GNU Bash does not comply with the XDG Base Directory specification, it uses the classical dotfiles approach where it just dumps all its files into the home directory. It does not even have the courtesy of putting all its files in one common ~/.bash directory. Fortunately we can coerce Bash into compliance with a bit of effort.

Changing where Bash reads configuration from

There are two ways Bash can be invoked: as an interactive shell, and as a login shell. We have to figure out which global files are sourced in both cases, and adjust the code to source our custom files instead of the standard ones. The files are as follows:

  • For login shells /etc/profile/

  • For interactive shells /etc/bash/bashrc

Reading the source of those files reveals some code similar to this snippet:

# Load profiles from /etc/profile.d
if [ -d /etc/profile.d/ ]; then
    for f in /etc/profile.d/*.sh; do
        [ -r "$f" ] && . "$f"
    done
    unset f
fi

What this means is that instead of changing the code of the global file and potentially turning it into a mess, we can instead write a script which does only one thing, place it in the designated directory and have it be sourced automatically. The exact directory might differ from operating system to operating system, so read your own global configuration file and the Bash documentation.

Login shells

Write the following code to the file /etc/profile.d/bash_xdg.sh:

# Make bash follow the XDG_CONFIG_HOME specification
_confdir=${XDG_CONFIG_HOME:-$HOME/.config}/bash
_datadir=${XDG_DATA_HOME:-$HOME/.local/share}/bash

# Source settings file
if [ -d "$_confdir" ] then
    for f in bash_profile bashrc; do
        [ -f "$_confdir/$f" ] && . "$_confdir/$f"
    done
fi

# Change the location of the history file by setting the environment variable
[ ! -d "$_datadir" ] && mkdir -p "$_datadir"
HISTFILE="$_datadir/history"

unset _confdir
unset _datadir

Interactive shells

The code for interactive shells is similar. The file in question is /etc/bash/bashrc.d/bash_xdg.sh

_confdir=${XDG_CONFIG_HOME:-$HOME/.config}/bash
_datadir=${XDG_DATA_HOME:-$HOME/.local/share}/bash

[[ -r "$_confdir/bashrc" ]] && . "$_confdir/bashrc"

[[ ! -d "$_datadir" ]] && mkdir -p "$_datadir"
HISTFILE=$_datadir/history

unset _confdir
unset _datadir

Closing thoughts

I have prefixed every file sourcing with a test to make sure the files in question actually exist. This will make sure that users who still use the old dotfiles approach will not be hindered. But what if a user has both an XDG directory file and a classic dotfile? I that case both will be sourced. This may or may not be what you actually want though. I don't think there is a way of preventing Bash from sourcing ~/.bashrc, so you will have to live with this quirk. You could print a warning message if both types of files are detected and urge users to settle on one.

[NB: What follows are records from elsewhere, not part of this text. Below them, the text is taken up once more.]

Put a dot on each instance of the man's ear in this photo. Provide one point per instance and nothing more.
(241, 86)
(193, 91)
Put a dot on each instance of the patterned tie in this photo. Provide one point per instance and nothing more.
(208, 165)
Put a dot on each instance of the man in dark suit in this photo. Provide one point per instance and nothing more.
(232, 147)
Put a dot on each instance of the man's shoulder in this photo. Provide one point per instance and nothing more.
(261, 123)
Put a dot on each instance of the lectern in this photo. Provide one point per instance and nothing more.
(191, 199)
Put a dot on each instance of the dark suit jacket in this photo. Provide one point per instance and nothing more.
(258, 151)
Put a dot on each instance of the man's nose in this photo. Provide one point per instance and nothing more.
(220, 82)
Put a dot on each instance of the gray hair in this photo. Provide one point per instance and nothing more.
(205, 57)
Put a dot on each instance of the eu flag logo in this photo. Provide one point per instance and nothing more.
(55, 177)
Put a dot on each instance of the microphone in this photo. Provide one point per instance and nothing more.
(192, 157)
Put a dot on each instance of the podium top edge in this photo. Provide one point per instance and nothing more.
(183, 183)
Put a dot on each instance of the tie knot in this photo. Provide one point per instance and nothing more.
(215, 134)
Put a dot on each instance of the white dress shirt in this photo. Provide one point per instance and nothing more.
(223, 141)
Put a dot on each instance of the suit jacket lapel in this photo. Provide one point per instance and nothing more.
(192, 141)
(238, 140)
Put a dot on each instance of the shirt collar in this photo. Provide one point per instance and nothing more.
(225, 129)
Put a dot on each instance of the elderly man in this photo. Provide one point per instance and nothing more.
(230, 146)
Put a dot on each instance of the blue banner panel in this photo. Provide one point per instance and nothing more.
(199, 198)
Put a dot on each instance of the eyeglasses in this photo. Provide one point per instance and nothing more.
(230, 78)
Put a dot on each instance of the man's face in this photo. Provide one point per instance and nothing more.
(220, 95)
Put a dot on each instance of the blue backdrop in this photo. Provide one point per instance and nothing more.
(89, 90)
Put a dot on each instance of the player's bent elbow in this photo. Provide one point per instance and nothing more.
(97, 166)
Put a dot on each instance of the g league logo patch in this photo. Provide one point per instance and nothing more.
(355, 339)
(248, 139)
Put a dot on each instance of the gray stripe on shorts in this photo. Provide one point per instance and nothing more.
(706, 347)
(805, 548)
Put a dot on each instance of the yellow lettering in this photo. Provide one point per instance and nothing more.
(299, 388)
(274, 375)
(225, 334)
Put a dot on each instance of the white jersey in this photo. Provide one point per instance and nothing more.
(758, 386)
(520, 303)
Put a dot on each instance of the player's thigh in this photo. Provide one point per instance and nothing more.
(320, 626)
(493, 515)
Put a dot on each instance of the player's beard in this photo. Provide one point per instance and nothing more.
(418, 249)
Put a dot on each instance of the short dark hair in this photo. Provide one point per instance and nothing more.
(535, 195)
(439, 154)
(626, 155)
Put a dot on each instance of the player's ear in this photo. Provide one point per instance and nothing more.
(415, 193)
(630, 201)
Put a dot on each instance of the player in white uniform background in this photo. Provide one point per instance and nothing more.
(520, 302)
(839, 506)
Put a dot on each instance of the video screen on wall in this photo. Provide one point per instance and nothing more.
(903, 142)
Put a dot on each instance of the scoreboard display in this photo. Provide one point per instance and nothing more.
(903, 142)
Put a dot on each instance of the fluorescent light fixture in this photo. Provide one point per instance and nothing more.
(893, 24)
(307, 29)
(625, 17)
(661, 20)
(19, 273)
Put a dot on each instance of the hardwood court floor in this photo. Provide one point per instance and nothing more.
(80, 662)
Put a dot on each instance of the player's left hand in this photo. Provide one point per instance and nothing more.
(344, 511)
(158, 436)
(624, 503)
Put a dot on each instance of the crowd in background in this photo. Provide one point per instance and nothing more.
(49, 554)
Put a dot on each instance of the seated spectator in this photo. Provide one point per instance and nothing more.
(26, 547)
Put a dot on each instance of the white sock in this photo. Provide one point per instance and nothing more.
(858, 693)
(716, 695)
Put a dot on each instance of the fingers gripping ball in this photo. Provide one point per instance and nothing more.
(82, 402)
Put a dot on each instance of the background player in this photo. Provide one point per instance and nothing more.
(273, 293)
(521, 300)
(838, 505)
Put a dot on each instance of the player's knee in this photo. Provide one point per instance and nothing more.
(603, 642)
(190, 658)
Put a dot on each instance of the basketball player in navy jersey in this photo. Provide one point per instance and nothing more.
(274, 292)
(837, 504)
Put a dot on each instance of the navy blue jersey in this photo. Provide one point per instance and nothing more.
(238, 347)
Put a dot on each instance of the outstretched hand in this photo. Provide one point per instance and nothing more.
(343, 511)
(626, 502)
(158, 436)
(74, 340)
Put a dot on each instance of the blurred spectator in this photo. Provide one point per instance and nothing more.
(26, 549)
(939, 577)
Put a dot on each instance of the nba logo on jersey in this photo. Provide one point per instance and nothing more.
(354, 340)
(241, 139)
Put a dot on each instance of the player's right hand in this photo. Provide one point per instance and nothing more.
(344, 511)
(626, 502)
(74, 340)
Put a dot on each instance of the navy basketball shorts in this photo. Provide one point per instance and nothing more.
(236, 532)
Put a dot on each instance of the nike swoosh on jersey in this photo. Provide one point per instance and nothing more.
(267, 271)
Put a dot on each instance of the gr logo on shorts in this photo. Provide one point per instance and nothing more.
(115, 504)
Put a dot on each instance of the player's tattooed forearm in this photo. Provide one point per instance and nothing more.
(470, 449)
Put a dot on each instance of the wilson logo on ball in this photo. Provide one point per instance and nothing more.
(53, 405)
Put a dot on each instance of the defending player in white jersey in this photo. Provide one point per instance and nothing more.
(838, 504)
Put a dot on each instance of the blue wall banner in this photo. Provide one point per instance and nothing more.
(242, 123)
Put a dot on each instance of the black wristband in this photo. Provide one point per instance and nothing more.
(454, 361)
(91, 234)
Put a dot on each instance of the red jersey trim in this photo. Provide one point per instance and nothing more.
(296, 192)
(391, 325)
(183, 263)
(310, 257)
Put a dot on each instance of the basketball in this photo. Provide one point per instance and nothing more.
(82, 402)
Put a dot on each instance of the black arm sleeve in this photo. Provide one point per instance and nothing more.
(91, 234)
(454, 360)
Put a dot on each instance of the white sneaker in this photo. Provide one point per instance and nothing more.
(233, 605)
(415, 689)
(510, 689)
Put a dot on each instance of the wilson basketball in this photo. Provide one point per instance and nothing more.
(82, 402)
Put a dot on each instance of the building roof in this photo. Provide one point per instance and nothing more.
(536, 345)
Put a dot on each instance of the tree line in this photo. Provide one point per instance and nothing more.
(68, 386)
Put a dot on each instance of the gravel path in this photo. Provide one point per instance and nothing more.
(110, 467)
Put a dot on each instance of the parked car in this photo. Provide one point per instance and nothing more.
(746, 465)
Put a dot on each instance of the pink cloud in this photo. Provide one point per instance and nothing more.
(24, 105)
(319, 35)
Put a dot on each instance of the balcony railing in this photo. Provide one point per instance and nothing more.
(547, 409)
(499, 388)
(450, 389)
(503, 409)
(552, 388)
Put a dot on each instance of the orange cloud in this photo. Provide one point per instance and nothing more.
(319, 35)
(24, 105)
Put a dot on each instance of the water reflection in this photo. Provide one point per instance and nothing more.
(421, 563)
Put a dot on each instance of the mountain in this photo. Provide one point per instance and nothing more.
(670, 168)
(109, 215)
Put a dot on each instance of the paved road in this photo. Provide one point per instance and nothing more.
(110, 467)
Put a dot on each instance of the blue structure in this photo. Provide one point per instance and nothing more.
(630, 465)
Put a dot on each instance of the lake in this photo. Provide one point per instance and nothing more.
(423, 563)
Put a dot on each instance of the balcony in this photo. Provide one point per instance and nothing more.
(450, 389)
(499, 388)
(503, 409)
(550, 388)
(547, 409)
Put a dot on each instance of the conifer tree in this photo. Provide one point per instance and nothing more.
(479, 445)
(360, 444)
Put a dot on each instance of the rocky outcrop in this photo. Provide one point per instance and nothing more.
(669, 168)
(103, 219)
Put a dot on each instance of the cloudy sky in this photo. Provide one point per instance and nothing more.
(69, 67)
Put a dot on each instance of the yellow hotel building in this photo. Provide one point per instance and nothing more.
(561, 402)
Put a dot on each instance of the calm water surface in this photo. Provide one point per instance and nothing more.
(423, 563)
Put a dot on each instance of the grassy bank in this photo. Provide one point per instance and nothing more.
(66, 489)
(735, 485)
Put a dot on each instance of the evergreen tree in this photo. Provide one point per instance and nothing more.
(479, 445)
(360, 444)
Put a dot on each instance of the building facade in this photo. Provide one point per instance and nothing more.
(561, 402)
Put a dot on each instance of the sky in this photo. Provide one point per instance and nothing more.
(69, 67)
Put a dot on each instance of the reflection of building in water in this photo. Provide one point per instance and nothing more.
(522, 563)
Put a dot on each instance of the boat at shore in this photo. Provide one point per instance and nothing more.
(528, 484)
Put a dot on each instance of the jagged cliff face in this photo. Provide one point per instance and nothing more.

There is one more files used by Bash, but it is not exclusive to Bash: ~/.inputrc from GNU Readline. Readline is what powers the interactive input and it can be used by other applications as well. Fortunately taking care of Readline is simple: just set the INPUTRC environment variable somewhere globally (e.g. in ~/.profile) to the location of your XDG file.